How do these findings inform future data analytics research and what are some important takeaways from this study? First, our learning analytics approach offers some possibilities to inform marketing efforts and student recruitment strategies for the online MicroMasters program. One example would be to use the data to outreach and promote the program enrollment toward a post-bachelor community including a substantial body of the alumni. Another example would be to link the data to student profiles to identify which student type will benefit most and how students will be successful in the program depending on their potential life circumstances or employment status. Additionally, our study findings inform areas of opportunities to support student engagement and success in an online micro-credential program environment. For instance, as indicated by a significant proportion of students having completed only less than 20% of the course module (i.e., students who either do it or don’t do it), certain students appear to need more assistance at earlier stages of learning. Application of learning analytics will help instructors or program staff to promptly identify at-risk students and intervene to help these students get back on track. Finally, our analysis sets the initial stage for automating ways to understand students’ learning experiences. Establishing an automated system to curate and present student trends will enable researchers to gain valuable data insights about potential needs and areas for support in an efficient manner.
Level of Participation:
In this discovery session, the presenter will be given five to seven minutes to share their ongoing work and illustrate an example of using data analytics to provide insights about student learning in the online STEM MicroMaster’s program. During this conversational presentation, the presenter will occasionally pause to invite attendees to exchange any comments or ideas with both the presenters and other members in the audience. After the presentation, the session attendees will be invited to in-depth conversations during which the presenters will guide the audience to collaboratively build ideas about the benefits and future opportunities of leveraging learning analytics toward supporting lifelong learning.

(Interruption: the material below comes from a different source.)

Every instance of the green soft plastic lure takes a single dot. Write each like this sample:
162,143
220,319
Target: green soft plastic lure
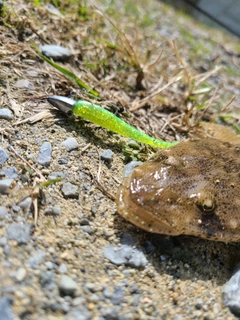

Individuals attending this discovery session will be able to discuss a wide range of strategies to leverage big data generated from various online education programs that offer workforce development training or lifelong learning opportunities for effectively supporting learning, teaching, and advising. They will be able to describe currently used data analytics practices in micro-credential or other online credential programs and then pose any issues or challenges that need to be addressed to ensure that these practices will make positive and meaningful impacts.